What is the smallest $n$ for which loopless graphs contain non-isomorphic $n$-vertex graphs with the same degree sequence? I need a pair of non-isomorphic graphs with the smallest n-vertex possibility and where degree sequences are the same. Is the minimum number 2, such as a multigraph with n=2? Please help with the reasoning on this question. Thank you!
 A: For $n=5$, there are three pairs of simple graphs that have the same degree sequence:

*

*The complete bipartite graph $K_{2,3}$ and the house graph.

*The path $P_5$ and the disjoint union $K_3 + K_2$.

*The tadpole graph $T_{4,1}$ and the tadpole graph $T_{3,2}$.

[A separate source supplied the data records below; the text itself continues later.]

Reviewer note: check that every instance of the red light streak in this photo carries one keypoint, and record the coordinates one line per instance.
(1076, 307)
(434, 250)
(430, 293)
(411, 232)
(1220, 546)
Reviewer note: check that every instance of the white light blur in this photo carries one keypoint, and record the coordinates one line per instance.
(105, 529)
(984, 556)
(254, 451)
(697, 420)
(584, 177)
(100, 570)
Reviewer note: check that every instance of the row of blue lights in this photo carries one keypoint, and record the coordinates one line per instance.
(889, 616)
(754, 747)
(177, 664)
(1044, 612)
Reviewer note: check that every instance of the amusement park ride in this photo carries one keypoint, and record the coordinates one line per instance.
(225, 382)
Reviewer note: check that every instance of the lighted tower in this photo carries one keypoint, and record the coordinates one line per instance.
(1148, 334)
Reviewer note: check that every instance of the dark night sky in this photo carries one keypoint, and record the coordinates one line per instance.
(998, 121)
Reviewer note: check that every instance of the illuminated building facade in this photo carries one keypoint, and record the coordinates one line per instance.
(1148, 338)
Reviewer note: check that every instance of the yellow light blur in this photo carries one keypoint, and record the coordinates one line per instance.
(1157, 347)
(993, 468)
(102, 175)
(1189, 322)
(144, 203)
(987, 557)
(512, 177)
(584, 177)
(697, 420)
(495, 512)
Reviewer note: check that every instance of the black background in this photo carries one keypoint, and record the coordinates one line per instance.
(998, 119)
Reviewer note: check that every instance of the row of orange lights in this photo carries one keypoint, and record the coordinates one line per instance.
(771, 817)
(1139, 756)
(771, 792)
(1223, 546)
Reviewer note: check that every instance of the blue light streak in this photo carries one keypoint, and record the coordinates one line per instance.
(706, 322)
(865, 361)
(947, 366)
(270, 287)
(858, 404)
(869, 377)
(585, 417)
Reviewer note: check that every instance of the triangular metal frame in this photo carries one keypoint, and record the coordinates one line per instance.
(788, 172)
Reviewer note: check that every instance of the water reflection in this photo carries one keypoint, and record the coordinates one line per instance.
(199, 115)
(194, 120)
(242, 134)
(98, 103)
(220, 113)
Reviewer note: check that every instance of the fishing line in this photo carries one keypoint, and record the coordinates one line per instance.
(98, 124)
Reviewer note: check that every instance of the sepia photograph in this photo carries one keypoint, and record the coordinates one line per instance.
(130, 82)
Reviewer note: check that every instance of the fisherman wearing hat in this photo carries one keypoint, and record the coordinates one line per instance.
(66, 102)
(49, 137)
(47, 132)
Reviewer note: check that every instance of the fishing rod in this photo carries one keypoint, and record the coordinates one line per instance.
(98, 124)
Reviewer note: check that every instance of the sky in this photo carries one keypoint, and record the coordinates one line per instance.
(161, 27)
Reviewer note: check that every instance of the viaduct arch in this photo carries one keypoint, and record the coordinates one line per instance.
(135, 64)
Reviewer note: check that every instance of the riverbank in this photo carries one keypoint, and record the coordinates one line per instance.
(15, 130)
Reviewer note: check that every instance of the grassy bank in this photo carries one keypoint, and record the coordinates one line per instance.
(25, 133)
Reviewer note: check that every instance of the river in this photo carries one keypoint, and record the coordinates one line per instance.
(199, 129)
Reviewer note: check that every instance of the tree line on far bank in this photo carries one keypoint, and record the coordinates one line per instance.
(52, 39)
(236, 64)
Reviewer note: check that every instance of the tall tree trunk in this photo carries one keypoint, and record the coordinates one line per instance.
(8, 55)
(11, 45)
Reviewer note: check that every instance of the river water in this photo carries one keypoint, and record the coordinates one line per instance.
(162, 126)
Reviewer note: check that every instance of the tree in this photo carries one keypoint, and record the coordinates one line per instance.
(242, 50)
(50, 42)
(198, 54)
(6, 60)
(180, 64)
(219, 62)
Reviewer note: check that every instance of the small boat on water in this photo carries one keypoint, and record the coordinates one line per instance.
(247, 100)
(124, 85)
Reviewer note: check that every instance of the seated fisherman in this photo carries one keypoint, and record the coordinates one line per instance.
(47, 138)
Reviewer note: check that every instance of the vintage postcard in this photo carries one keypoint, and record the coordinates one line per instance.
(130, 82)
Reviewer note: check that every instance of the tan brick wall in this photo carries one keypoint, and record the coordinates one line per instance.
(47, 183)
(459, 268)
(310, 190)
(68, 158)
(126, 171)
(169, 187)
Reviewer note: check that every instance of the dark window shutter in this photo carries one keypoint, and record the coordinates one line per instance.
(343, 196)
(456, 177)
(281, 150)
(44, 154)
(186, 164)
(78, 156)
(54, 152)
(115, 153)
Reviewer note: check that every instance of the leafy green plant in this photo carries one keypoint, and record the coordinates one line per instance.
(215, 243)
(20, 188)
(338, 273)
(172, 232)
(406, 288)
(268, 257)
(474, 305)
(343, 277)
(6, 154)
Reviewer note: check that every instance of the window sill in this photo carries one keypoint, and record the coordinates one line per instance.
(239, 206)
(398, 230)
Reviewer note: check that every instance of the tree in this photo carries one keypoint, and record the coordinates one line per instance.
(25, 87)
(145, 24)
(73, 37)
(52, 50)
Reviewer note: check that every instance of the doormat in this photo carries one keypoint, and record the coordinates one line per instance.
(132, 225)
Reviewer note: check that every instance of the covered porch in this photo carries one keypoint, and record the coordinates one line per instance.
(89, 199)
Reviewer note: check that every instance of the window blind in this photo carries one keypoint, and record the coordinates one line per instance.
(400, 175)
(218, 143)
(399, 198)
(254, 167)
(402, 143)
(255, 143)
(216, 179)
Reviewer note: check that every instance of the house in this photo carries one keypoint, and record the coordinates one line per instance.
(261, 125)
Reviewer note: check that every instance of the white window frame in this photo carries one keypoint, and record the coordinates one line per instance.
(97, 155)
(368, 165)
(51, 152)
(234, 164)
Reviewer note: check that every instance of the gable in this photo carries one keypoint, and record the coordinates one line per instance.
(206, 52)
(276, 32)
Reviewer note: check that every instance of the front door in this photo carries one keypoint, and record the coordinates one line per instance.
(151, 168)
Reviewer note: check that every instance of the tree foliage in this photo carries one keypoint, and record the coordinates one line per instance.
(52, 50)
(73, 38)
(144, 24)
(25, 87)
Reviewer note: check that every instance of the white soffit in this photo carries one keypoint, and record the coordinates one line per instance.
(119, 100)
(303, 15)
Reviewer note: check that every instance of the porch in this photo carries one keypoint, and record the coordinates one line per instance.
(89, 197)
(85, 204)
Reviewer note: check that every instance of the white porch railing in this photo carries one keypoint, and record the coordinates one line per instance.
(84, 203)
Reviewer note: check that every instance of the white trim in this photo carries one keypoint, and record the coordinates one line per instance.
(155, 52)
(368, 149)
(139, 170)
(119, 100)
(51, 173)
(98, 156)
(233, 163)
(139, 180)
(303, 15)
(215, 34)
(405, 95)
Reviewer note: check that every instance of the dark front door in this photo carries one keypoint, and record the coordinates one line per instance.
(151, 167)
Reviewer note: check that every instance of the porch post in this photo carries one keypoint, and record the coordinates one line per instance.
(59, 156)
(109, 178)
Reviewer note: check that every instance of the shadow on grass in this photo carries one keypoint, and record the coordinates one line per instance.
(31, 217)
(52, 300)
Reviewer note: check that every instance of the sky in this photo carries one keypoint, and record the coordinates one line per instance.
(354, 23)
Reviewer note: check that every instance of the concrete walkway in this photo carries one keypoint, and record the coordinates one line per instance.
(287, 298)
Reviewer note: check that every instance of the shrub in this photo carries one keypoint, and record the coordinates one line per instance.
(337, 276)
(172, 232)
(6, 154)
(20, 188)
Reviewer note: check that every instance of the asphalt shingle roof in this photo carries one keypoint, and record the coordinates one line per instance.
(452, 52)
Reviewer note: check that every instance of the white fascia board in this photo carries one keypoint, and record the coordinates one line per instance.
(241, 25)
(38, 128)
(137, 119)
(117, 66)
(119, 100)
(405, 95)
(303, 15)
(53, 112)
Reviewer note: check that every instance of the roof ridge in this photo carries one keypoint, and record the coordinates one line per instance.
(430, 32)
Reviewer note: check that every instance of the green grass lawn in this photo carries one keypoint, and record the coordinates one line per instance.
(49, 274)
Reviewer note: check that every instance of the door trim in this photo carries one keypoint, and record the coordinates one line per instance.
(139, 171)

For $n=4$, there are no simple graphs that work (which we can verify by checking all $11$ possibilities). If loopless multigraphs are fair game, then the cycle $C_4$ can be confused with the disjoint union of two digon graphs (where a digon graph has two vertices with two copies of the edge between them); other examples also exist.
For $n=3$ and under, not even parallel edges help. In the $n=1$ case, there is only one loopless multigraph. In the $n=2$ case, our only freedom is choosing the number of edges between the two vertices, and that number of edges also tells us the degree of each vertex. In the $n=3$ case, if the degree sequence is $d_1, d_2, d_3$, and there are $m_{ij}$ edges between vertices $i$ and $j$, then we have the system of equations
\begin{align}
    d_1 &= m_{12} + m_{13} \\
    d_2 &= m_{12} + m_{23} \\
    d_3 &= m_{13} + m_{23}
\end{align}
and this has a unique solution when $d_1, d_2, d_3$ are fixed: $$(m_{12}, m_{13}, m_{23}) = \left(\frac{d_1 + d_2 - d_3}{2},\frac{d_1 - d_2 + d_3}{2},\frac{-d_1 + d_2 + d_3}{2}\right).$$ Therefore there at most only one loopless multigraph with each degree sequence. (Some degree sequences won't produce any loopless multigraph, if the degrees are odd, or if one degree exceeds the sum of the other two.)